In terms of total amount, the top of 2010 is dominated by Mures county hospital and Slatina county hospital, both with over 1 Million contracts, from 2 and 9 contracts respectively.

Slatina hospital, as well as Rahova penitentiary hospitals are also in top 5 overall as number of contracts.

In [None]:
import plotly.graph_objs as go
import plotly.figure_factory as ff
from plotly import tools
from plotly.offline import download_plotlyjs, init_notebook_mode, plot, iplot
init_notebook_mode(connected=True)

In [None]:
def plot_time_variation(df, y='Total', hue='Activity Type', size=1, title=""):
    
    data = []
    groups = df[hue].unique()
    
    for group in groups:
        df_ = df[(df[hue]==group)] 
        traceS = go.Bar(
            x = df_['Year'],y = df_[y],
            name=group,
            marker=dict(
                        line=dict(
                            color='black',
                            width=0.75),
                        opacity=0.7,
                    ),
            text=df_[hue],
        )
        data.append(traceS)
    layout = dict(title = title,
              xaxis = dict(title = 'Year', showticklabels=True), 
              yaxis = dict(title = f'{y}'),
              hovermode = 'closest',
              barmode='stack'
             )
    fig = dict(data=data, layout=layout)
    iplot(fig, filename='total-count')

In [None]:
plot_time_variation(agg2_data_df, 'Total', 'Activity Type', 4, "Total amount of contracts (2007-2016)")

Best year in terms of total amount of contracts was 2015, where income exceeded 45 Million RON.

In [None]:
plot_time_variation(agg2_data_df, 'Count', 'Activity Type', 4, "Number of contracts (2007-2016)")

The largest number of contracts was awarded to Hexi Pharma in 2010 & 2012.

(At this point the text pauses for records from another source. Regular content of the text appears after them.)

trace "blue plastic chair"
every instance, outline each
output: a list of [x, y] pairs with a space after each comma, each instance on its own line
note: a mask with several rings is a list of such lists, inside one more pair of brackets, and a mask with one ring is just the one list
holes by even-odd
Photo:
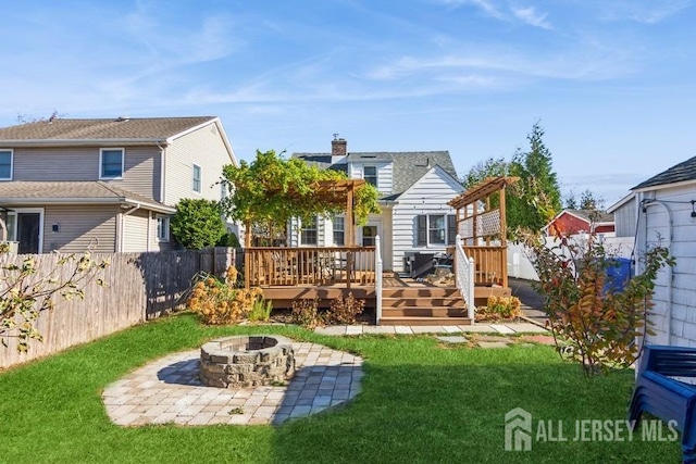
[[646, 346], [629, 421], [637, 425], [644, 412], [666, 422], [676, 421], [683, 461], [696, 464], [696, 385], [671, 377], [696, 377], [696, 348]]

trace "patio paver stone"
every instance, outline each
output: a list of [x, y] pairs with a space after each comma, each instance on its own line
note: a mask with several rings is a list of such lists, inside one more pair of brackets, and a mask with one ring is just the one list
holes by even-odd
[[200, 352], [195, 350], [128, 374], [109, 385], [102, 399], [111, 421], [122, 426], [253, 425], [315, 414], [360, 391], [361, 358], [316, 343], [294, 342], [293, 349], [297, 373], [286, 386], [206, 387], [198, 379]]

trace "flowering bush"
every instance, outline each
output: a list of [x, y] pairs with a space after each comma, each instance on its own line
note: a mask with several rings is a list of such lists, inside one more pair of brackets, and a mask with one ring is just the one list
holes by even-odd
[[231, 274], [236, 276], [236, 271], [227, 271], [226, 281], [221, 281], [214, 276], [203, 275], [191, 290], [186, 306], [197, 313], [204, 324], [224, 325], [235, 324], [248, 316], [254, 303], [261, 297], [261, 289], [256, 287], [249, 290], [234, 288], [228, 283]]
[[674, 265], [669, 250], [649, 250], [643, 256], [643, 273], [619, 289], [605, 285], [613, 260], [594, 236], [582, 244], [560, 237], [556, 248], [537, 236], [527, 235], [524, 242], [532, 251], [537, 290], [545, 298], [561, 356], [581, 361], [587, 375], [631, 366], [641, 351], [636, 340], [654, 335], [647, 316], [658, 272]]
[[62, 300], [85, 298], [91, 281], [104, 286], [109, 264], [109, 260], [99, 261], [86, 251], [62, 255], [52, 267], [41, 267], [34, 256], [18, 263], [9, 244], [0, 243], [0, 344], [7, 348], [7, 339], [16, 337], [17, 351], [26, 352], [30, 339], [42, 341], [40, 314], [60, 303], [57, 296]]
[[476, 316], [482, 321], [513, 319], [522, 315], [521, 302], [517, 297], [488, 297], [484, 308], [476, 309]]
[[319, 299], [301, 299], [293, 301], [293, 312], [290, 314], [290, 322], [293, 324], [299, 324], [304, 328], [313, 329], [314, 327], [322, 325], [324, 319], [319, 313]]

We can show the same with heatmaps.

In [None]:
heatmap = agg2_data_df.pivot("Year", "Activity Type", 'Total')
fig, ax = plt.subplots(nrows=1,figsize=(14,8))
sns.heatmap(heatmap, linewidths=.5)
plt.title("Winner Contracts Total (RON) grouped by Activity Type per Year")
plt.xticks(rotation=90, size=8)

plt.show()

In [None]:
heatmap = agg2_data_df.pivot("Year", "Activity Type", 'Count')
fig, ax = plt.subplots(nrows=1,figsize=(14,8))
sns.heatmap(heatmap, linewidths=.5)
plt.title("Winner Contracts Number grouped by Activity Type per Year")
plt.xticks(rotation=90, size=8)

plt.show()

Let's show now an animated plot of yearly evolution of total amounts and number of contracts, gruped by Activity Type.

In [None]:
filtered_agg_data_df = agg2_data_df.loc[agg2_data_df.Total>1]
filtered_agg_data_df.shape

In [None]:
import plotly.express as px
fig = px.scatter(filtered_agg_data_df, x='Total', y='Count', color='Activity Type', size='Total', size_max = 50,
                hover_name='Activity Type', log_x=True, animation_frame='Year',
                 title="Winner contract numbers vs. total amount grouped by Activity Type, per year",
                 animation_group='Activity Type', range_x=[1, 80000000], range_y=[-1, 100],
                width=800, height=800)
fig.show()

#  <a id='3'>Conclusions</a>

Hexi Pharma activity was mostly about providing disinfectants for hospitals and became infamous after it was found that the company provided low quality (diluted) disinfectants resulting in persistence of nosocomial infections in large hospitals in Romania, after Colectiv nightclub fire in Bucharest in 2015. In the same time, one month before Colectiv, Hexi Pharma won his largest contract with an hospital in Oradea, Romania, 3 times larger than any other contract, to provide medicaments. Next year Hexi Pharma went out of business.